Six men were sentenced Tuesday to six months in prison suspended for participating with a weapon in a "gathering". They were arrested in Boulogne-sur-Mer (Pas-de-Calais) during tensions between demonstrators mobilized against the pension reform and the police,
The six defendants, three of whom are unionized at the CFDT, were specifically prosecuted for participation with a weapon in a gathering as well as for intentional violence without disability on police officers.
The court finally acquitted them of the violence, in this case stone throwing, considering that "at the times specified in the commissioner's report, the defendants were not on the scene". But they are ordered to pay 500 euros in damages and 300 euros in procedural compensation to each of the seven officials of the BAC (Anti-Crime Brigade) constituted civil parties.
All respondents denied the facts
They were arrested on the night of 22 to 23 March on the port, where the police intervened to lift roadblocks of protesters against the pension reform. That night, dozens of people with their faces covered gathered at 3 a.m. to block the various accesses to the economic zone. When they arrived around 4 a.m., the police were insulted and projectile thrown. A company of CRS was called in as reinforcements. Seven people were arrested. One of them, hospitalized, was not prosecuted.
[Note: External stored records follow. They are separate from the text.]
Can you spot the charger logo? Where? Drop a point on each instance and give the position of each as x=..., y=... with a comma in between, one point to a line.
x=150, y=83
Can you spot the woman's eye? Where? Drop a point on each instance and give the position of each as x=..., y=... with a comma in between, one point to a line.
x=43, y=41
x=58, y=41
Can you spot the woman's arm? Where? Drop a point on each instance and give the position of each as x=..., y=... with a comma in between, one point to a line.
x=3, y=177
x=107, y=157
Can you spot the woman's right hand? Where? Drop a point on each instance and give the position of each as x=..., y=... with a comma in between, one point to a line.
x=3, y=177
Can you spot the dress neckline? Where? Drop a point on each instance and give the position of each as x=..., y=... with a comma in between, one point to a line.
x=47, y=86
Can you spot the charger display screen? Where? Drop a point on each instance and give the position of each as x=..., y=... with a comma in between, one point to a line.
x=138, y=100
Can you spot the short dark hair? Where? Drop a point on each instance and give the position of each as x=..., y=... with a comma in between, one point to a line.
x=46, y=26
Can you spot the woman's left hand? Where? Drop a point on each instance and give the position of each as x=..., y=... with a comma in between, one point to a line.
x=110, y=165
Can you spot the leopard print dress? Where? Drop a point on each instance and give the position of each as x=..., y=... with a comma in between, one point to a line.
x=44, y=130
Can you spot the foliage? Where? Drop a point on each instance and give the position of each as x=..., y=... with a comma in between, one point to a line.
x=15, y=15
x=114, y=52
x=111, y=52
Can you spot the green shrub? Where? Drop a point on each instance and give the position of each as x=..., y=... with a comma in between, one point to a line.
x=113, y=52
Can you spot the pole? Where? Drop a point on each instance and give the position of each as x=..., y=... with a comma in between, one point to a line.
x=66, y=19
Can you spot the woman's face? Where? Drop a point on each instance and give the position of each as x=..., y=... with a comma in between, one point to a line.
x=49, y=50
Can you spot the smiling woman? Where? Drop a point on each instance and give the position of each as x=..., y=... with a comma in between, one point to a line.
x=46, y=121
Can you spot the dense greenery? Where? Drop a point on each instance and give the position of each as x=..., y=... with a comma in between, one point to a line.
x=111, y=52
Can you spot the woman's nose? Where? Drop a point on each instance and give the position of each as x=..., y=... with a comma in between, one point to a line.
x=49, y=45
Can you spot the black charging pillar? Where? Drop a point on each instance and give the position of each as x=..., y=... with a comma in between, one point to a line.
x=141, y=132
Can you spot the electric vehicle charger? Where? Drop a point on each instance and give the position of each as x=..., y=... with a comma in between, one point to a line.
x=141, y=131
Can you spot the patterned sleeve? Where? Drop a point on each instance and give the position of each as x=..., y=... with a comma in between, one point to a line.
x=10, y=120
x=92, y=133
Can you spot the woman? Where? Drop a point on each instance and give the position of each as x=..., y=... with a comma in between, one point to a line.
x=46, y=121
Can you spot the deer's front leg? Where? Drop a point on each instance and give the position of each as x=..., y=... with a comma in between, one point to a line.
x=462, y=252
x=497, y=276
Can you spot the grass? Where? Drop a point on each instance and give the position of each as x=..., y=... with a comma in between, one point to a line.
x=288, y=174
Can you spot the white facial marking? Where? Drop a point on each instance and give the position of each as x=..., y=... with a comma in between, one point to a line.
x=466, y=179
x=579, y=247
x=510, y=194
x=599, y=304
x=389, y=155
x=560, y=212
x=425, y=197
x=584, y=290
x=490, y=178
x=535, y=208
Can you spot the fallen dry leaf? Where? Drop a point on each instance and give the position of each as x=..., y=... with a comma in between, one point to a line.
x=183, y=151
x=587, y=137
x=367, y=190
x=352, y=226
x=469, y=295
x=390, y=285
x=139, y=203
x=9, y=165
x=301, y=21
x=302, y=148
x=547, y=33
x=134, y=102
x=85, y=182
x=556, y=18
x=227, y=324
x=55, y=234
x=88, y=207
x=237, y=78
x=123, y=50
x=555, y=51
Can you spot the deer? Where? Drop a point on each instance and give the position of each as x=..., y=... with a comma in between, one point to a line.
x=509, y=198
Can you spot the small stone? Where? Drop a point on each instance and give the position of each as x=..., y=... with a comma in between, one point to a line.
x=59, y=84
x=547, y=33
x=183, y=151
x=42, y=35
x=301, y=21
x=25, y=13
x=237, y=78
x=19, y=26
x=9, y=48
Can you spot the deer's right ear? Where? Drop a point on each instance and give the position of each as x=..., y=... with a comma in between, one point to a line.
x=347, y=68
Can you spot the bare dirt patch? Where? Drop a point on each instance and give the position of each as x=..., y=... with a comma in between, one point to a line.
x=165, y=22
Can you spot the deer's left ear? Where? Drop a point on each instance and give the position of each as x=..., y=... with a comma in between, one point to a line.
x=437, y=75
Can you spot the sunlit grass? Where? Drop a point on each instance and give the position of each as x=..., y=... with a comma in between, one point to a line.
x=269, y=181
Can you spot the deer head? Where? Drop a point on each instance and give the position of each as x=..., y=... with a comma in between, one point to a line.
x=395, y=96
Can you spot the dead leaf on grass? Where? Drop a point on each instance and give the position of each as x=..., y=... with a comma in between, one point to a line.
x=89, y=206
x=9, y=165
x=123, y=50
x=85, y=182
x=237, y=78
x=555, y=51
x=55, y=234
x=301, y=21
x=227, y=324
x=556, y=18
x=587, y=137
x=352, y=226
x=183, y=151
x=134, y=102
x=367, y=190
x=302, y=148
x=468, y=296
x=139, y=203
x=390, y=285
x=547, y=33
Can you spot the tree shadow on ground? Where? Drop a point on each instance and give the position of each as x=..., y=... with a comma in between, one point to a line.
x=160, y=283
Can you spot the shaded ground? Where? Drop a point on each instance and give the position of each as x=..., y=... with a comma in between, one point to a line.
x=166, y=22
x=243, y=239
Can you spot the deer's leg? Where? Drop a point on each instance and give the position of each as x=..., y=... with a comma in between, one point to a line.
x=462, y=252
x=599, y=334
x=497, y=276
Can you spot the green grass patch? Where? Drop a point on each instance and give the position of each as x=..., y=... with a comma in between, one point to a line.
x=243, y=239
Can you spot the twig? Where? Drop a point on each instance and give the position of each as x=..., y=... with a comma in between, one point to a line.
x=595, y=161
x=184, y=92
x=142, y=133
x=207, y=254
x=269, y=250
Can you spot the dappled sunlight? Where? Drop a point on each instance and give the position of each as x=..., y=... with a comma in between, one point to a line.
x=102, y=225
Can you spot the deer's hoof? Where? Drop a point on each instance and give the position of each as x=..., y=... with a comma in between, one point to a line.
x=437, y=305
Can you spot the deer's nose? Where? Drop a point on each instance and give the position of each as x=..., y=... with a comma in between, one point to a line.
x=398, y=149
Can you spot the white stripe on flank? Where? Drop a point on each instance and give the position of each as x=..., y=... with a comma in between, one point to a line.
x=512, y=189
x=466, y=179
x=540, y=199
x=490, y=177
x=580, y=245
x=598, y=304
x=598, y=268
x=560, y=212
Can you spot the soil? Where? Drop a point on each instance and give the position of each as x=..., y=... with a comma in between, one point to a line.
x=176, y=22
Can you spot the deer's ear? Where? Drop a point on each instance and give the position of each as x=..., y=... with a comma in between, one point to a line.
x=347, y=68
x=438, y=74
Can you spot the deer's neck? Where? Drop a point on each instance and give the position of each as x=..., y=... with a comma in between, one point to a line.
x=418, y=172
Employees in companies of the port, the defendants all denied the violence at the bar. "We work at night, and that day we finished at 4 a.m.," said one of them, aged 56. "When we arrived, there was (a charge) of CRS. Our movement was peaceful." At the time of his arrest, another 44-year-old defendant was in possession of a stone. "In the adrenaline, I picked up a pebble, but it stayed in my pocket," he said.
"We are not going to say that these are scenes of war, but they are fires everywhere, Molotov cocktails and stone throwing," said Catherine Pfeffer, a lawyer for the police. Lawyer of the youngest defendants, aged 28 and 32, Isabelle Pauwels regretted "the absence of on-board cameras at the CRS" or video surveillance available.